Многие побежали к хребту, возле которого остановились всадники. Я тоже направилась в ту сторону, с кувшином в руках, делая вид, что собираюсь набрать воды в реке. И от того, что увидела, добравшись до гребня, сердце замерло у меня в груди: впереди текла река, пересекавшая долину с запада на восток, в которую впадала та, что струилась возле нашего лагеря. А на том берегу выстроилась целая армия!

Не дикие пастухи, а хорошо вооруженные воины, пешие и конные, в кожаных панцирях и поножах, в конических шлемах с гребнями из конского волоса, черных с охрой. Их были тысячи. Крупные скакуны перебирали копытами, выдыхая клубы пары.

Мы оказались в ловушке, зажатые между горами и могучей рекой, с ордой неумолимых врагов за спиной и могущественной армией впереди, на противоположном берегу реки. Они явились как раз вовремя, чтобы помешать нам двигаться дальше, а кардухов, от которых, как мы надеялись, удалось оторваться, стало еще больше, и они вели себя воинственнее. Как это возможно? Кто устроил так, чтобы армии двух враждующих между собой народов действовали столь слаженно? Тысячи тревожных мыслей и подозрений мгновенно пронеслись в моей голове, и одновременно меня охватило еще более тревожное ощущение бессилия: даже если бы наши полководцы думали так, как я, это ни к чему бы не привело. Только боги, если они, конечно, существуют и заботятся о нас, могли вывести нас из тупика.

Неподалеку, на фоне пасмурного неба, ясно выделялись фигуры двух всадников с мрачными лицами, в развевающихся на ветру плащах. Их речи словно повторяли ход моих мыслей.

— На сей раз деваться нам некуда.

— Не говори так: накликаешь беду. Но кто это такие? Не персы и тем более не мидийцы или ассирийцы.

— Это армены.

— Откуда ты знаешь?

— Так сказал наш военачальник.

— Наше оружие лучше и тяжелее.

— Да, но позади нас — кардухи, готовые биться до последнего.

— Мы тоже.

— Да. Мы тоже.

Галопом прискакал Тимасий-дарданец.

— Что происходит? — спросил его первый всадник.

— Все не так ужасно, как кажется.

— Нет?

— Нет.

— Кто это говорит?

— Наш главнокомандующий, Хирисоф.

— У него есть чувство юмора, об этом всем известно. Мне кажется, дело плохо.
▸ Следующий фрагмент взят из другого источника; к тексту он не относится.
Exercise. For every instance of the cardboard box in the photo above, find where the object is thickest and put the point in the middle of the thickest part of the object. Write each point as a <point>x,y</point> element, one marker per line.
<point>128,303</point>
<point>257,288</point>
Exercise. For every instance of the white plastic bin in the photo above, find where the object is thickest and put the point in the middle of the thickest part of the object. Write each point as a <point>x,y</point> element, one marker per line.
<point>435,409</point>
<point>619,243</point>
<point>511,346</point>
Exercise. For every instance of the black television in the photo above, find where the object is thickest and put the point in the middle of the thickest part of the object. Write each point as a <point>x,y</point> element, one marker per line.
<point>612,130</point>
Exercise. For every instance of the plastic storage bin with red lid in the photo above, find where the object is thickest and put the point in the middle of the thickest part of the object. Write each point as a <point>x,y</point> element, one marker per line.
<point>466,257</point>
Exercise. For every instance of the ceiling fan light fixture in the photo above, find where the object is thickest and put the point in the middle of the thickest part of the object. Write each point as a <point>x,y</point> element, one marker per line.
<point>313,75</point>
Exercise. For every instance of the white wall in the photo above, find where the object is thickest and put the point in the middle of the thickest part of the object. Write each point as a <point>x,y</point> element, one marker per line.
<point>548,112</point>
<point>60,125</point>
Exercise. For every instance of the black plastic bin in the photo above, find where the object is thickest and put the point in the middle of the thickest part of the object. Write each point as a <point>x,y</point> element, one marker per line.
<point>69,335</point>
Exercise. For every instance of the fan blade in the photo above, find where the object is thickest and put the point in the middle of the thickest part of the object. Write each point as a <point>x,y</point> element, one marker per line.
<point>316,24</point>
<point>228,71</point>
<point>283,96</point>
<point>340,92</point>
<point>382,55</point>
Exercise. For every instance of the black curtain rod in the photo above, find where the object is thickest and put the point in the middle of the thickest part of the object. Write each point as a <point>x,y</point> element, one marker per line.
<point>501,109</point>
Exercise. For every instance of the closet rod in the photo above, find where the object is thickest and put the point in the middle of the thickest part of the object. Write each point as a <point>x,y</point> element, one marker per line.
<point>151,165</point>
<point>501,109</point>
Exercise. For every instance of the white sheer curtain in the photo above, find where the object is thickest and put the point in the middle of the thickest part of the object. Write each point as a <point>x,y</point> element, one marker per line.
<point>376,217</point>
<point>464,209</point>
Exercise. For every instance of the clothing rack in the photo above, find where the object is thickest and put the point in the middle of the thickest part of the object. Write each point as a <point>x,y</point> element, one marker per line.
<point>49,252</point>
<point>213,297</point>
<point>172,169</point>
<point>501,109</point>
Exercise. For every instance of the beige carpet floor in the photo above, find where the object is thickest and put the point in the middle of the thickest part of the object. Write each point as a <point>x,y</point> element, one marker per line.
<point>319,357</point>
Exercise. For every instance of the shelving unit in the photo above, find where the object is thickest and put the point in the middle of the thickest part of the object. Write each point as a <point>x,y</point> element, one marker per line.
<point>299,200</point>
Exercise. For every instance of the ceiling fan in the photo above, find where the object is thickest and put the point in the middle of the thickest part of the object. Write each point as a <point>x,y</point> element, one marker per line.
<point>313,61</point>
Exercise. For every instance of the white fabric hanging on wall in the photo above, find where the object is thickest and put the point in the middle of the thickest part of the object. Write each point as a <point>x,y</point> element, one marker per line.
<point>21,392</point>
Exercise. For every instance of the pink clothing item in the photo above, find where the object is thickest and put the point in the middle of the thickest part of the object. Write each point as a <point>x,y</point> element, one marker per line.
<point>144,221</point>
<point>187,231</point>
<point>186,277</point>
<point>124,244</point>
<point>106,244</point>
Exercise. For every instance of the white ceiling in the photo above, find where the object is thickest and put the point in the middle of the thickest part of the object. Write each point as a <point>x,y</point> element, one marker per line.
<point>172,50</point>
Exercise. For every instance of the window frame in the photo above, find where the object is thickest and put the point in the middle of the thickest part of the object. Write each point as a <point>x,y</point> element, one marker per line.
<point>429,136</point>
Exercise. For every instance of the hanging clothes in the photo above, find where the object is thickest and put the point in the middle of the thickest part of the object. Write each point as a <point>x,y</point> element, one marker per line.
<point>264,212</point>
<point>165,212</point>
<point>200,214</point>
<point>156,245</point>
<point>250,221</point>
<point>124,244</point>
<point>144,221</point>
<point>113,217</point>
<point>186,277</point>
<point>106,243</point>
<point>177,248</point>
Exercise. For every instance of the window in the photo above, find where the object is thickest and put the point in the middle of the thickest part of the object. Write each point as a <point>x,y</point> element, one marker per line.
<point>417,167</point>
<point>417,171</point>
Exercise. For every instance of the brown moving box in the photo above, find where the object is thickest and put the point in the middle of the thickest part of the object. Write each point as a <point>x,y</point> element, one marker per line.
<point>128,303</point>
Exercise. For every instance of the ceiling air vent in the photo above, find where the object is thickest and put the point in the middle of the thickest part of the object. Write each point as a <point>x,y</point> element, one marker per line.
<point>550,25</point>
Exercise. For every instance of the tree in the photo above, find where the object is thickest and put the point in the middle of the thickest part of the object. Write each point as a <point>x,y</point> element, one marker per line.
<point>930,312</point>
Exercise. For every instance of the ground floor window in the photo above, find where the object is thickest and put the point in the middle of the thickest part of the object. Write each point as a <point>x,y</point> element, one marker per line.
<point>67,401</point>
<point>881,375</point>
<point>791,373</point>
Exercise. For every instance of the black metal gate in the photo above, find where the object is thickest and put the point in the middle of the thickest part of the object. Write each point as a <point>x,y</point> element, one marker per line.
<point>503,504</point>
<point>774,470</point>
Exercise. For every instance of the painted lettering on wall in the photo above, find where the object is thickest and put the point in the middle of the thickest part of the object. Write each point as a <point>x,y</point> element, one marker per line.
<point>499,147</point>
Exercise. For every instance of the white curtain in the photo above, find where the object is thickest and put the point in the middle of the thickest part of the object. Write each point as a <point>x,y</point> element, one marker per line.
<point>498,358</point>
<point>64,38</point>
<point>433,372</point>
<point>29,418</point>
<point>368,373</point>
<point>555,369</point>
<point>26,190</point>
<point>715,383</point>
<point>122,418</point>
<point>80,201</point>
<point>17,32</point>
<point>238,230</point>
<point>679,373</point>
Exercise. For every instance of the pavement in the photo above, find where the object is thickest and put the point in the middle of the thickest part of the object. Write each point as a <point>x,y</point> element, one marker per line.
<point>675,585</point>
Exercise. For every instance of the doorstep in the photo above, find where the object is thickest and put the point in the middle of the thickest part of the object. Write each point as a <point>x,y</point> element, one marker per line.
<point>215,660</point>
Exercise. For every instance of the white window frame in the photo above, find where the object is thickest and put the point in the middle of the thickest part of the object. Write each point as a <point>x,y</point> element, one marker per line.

— Мне тоже, — согласился второй всадник.

— Погодите, послушайте меня, — заговорил Тимасий. — Кардухи хорошо знают, что, если они спустятся с гор, мы разрубим их на куски. Более того, нам только того и надо: пусть попробуют, и мы раз и навсегда положим конец их бесконечному преследованию. Кроме того, долина довольно большая, и они не смогут бросать в нас свои камни. А вот с другой стороны у нас армия, и это действительно проблема.

— А река? Река — тоже проблема.

— Верно, — ответил Тимасий. — Хирисоф говорит, что единственный выход — пересечь ее вброд, напасть на арменов и разгромить их, прежде чем кардухи решатся спуститься. Когда мы окажемся на том берегу реки, дикари больше не смогут нам докучать.

— Когда?

— Сейчас же. Завтракаем и выступаем; силы нам понадобятся.

Тимасий развернул коня и поскакал в сторону лагеря. Труба возвестила о том, что еда готова.

— Ладно, завтракаем, переходим на ту сторону, расправляемся с этими и идем дальше. Всего-то? Да, легко сказать. Но насколько глубока река?

— Сейчас посмотрим, — ответил второй всадник, спешился и стал спускаться. Первый последовал за ним, и, прикрываясь щитами, они ступили в воду и двинулись к середине потока. Армены держались на некотором расстоянии; казалось, происходящее их не интересует. Вероятно, они знали, что будет дальше.